There is belief that the Economic Survey has sought to downplay the "political risk" associated with commodity futures trading.

The chapter on "Commodity futures market", says: "A temporary ban was imposed on futures trading in urad and tur dal in January 2007 to ensure orderly market conditions."

It is common knowledge that the Government came under intense pressure from various segments over rising prices of essential food products, including pulses and was forced to take the negative decision.

Market conditions

If orderly market conditions did not exist prior to de-listing of the two pulses, as can be inferred from the Survey, the market regulator (Forward Markets Commission) will have a lot of explaining to do. It is also necessary for the stakeholders to know what corrective steps are now being contemplated to bring back orderly market conditions.

The Survey quotes from a 1987 report "Stabilising speculative commodity markets" and points out that an efficient and well-organised commodities futures market is generally acknowledged to be helpful in price discovery for the traded commodities. In other words, what is necessary is a well-developed and effective futures market.

According to the author, futures market, as observed from the cross-country experience of active commodity market futures, helps in efficient price discovery of the respective commodities and does not impair the long-run equilibrium price of commodities.

It may be instructive to remember that countries such as the US and Malaysia, where futures trading is a thriving organised industry, are surplus producers of the commodities traded on a large scale.

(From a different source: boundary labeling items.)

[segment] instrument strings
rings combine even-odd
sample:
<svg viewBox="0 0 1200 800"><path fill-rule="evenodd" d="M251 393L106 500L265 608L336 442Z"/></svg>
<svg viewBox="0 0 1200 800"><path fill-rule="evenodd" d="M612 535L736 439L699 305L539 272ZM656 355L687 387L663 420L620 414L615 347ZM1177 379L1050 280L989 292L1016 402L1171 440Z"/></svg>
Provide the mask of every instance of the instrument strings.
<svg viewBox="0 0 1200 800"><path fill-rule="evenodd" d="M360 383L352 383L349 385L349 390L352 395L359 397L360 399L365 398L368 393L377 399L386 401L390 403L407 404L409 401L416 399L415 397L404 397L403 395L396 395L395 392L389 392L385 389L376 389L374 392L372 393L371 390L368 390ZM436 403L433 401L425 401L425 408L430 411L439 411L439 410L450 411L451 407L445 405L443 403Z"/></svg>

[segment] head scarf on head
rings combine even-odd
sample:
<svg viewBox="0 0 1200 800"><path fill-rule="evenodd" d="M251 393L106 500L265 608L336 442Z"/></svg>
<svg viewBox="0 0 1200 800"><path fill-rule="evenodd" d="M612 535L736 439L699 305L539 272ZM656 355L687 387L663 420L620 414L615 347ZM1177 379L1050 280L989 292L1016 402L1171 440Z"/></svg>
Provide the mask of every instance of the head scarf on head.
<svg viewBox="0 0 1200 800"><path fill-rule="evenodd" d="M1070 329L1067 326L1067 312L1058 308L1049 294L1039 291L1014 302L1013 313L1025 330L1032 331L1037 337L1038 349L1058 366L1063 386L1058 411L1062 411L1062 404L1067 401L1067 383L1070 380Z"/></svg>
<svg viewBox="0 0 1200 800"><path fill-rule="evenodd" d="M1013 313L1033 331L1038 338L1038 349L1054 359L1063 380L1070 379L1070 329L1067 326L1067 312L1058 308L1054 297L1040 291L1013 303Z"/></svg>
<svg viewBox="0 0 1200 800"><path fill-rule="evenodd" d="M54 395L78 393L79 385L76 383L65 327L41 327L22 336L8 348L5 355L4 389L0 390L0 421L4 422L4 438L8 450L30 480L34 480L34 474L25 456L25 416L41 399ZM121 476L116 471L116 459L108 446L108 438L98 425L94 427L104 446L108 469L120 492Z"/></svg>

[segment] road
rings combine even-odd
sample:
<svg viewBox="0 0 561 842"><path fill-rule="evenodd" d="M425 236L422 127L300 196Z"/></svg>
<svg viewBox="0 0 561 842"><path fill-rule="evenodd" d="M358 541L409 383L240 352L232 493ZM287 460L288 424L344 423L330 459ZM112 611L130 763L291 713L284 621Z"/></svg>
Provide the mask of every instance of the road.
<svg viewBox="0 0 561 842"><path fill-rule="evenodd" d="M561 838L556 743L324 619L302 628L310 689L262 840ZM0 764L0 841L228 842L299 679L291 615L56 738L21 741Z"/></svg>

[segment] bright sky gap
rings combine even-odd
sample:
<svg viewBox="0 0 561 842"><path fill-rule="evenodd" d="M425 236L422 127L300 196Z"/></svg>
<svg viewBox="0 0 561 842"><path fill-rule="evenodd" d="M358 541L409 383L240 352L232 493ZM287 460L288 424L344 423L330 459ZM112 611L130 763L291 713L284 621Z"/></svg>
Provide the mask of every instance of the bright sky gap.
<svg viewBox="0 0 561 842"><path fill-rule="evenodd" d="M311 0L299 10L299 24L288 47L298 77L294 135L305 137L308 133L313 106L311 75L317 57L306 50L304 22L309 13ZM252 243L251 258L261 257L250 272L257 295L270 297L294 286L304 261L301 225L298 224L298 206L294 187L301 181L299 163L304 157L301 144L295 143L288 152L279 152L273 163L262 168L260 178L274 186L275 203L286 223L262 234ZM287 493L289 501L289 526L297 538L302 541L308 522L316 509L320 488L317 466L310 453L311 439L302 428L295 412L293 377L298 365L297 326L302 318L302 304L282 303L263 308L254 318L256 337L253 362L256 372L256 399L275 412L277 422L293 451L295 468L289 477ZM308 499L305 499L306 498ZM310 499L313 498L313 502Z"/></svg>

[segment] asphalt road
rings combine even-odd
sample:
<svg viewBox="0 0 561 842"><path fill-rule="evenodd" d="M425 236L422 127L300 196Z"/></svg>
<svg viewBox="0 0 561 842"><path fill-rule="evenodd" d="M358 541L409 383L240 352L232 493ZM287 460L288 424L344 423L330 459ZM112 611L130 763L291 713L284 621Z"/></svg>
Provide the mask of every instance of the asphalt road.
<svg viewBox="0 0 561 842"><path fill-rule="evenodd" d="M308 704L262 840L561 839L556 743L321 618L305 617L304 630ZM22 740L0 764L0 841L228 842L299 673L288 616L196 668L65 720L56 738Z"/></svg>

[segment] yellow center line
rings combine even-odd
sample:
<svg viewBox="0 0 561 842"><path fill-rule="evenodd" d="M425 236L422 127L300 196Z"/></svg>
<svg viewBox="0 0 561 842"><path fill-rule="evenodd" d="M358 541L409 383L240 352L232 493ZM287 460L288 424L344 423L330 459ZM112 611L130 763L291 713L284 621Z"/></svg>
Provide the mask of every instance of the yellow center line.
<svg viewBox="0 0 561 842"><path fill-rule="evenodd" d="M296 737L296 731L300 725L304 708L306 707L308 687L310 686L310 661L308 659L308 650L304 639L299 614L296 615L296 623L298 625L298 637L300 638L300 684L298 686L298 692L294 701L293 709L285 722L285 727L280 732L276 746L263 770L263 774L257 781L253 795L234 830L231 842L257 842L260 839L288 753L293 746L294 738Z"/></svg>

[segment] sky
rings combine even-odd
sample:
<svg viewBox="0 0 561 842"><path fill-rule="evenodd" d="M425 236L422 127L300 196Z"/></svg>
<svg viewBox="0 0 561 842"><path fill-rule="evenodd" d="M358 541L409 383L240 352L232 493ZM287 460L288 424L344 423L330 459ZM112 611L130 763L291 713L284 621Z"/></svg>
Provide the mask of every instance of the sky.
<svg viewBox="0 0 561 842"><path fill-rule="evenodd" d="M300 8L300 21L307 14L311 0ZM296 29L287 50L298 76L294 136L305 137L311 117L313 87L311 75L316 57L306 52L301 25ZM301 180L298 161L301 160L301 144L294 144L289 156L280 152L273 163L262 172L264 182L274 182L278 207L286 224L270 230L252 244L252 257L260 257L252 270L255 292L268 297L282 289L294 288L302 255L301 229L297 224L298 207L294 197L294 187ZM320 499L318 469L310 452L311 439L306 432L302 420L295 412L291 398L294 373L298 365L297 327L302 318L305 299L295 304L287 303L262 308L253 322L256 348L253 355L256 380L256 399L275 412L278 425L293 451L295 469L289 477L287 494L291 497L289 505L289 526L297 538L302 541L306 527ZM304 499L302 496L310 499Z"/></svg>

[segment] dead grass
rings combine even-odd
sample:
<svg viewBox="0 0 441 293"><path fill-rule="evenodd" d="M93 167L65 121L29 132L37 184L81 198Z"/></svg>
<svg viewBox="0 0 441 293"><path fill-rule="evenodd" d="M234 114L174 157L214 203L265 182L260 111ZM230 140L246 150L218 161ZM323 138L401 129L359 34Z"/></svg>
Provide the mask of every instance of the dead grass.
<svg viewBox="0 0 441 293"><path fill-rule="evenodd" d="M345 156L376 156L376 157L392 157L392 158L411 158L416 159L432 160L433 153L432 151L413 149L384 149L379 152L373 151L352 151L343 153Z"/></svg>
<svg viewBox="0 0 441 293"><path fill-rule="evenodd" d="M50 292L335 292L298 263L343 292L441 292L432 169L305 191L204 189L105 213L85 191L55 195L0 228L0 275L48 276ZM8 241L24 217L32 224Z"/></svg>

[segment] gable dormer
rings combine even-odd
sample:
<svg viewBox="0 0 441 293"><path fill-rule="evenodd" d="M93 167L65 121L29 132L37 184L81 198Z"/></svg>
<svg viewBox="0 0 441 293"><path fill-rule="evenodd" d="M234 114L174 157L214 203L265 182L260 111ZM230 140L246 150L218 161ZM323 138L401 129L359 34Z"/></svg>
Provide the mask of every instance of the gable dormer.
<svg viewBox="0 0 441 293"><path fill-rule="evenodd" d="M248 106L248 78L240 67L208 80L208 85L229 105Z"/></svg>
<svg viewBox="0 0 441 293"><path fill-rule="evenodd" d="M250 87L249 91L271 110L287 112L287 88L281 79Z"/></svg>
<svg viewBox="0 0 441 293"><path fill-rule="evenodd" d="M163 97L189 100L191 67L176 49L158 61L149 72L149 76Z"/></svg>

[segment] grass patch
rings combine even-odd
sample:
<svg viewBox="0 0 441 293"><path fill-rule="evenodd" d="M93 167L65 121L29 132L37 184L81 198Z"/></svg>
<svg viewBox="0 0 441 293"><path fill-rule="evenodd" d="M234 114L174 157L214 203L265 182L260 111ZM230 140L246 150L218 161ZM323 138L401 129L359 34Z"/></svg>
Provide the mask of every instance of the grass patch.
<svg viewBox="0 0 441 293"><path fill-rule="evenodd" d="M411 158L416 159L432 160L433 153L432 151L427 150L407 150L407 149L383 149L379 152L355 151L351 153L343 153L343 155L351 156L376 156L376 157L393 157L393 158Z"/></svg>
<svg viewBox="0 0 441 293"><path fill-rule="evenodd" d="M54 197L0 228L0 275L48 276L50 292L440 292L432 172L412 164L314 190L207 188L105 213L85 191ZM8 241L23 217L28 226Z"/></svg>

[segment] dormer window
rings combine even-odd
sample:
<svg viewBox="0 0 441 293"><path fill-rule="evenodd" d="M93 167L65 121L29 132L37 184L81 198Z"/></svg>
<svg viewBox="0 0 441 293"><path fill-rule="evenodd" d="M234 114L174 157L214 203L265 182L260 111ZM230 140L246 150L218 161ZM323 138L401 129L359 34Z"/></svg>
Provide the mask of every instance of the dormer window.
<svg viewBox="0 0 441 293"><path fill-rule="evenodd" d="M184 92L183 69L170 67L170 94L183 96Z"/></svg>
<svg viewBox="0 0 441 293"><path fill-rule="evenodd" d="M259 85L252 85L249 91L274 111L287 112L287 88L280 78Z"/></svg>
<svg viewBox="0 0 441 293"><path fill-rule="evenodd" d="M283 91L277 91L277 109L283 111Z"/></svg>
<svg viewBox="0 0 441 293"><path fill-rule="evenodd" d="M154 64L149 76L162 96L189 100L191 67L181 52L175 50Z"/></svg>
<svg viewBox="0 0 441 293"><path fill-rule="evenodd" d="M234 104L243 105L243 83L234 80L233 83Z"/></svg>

Ninety per cent of palm oil produced by Malaysia is for the export market. Nearly, 70 per cent of soyabean, corn, wheat and cotton produced by the US are genuine surpluses intended for the export market. The futures market in these countries is efficient because of a well-developed physical market, transparent flow of market information and strong regulatory oversight.

In India, the conditions are far from satisfactory. Shortages, constricted cash market and tardy flow of information characterise the market. The regulator lacks autonomy and authority.

Tangible benefits

It may be interesting to revisit the debate whether futures trading actually delivers tangible benefits to primary producers and real consumers in developing countries facing serious shortages of essential food products.

Interestingly, the report itself acknowledges some weaknesses of the market.

"At times, price behaviour of a commodity in the futures market might show some aberrations reacting to the elements of speculation and `bandwagon' effect inherent in any market. The Survey also recognises that an effective architecture for regulation of trading and for ensuring transparency, as well as timely flow of information to the market participants would enhance the utility of commodity exchanges in efficient price discovery and minimise price shocks triggered by unanticipated supply demand mismatches."

The policymakers will hopefully take cognisance and initiate steps to strengthen the market, both physical and derivatives.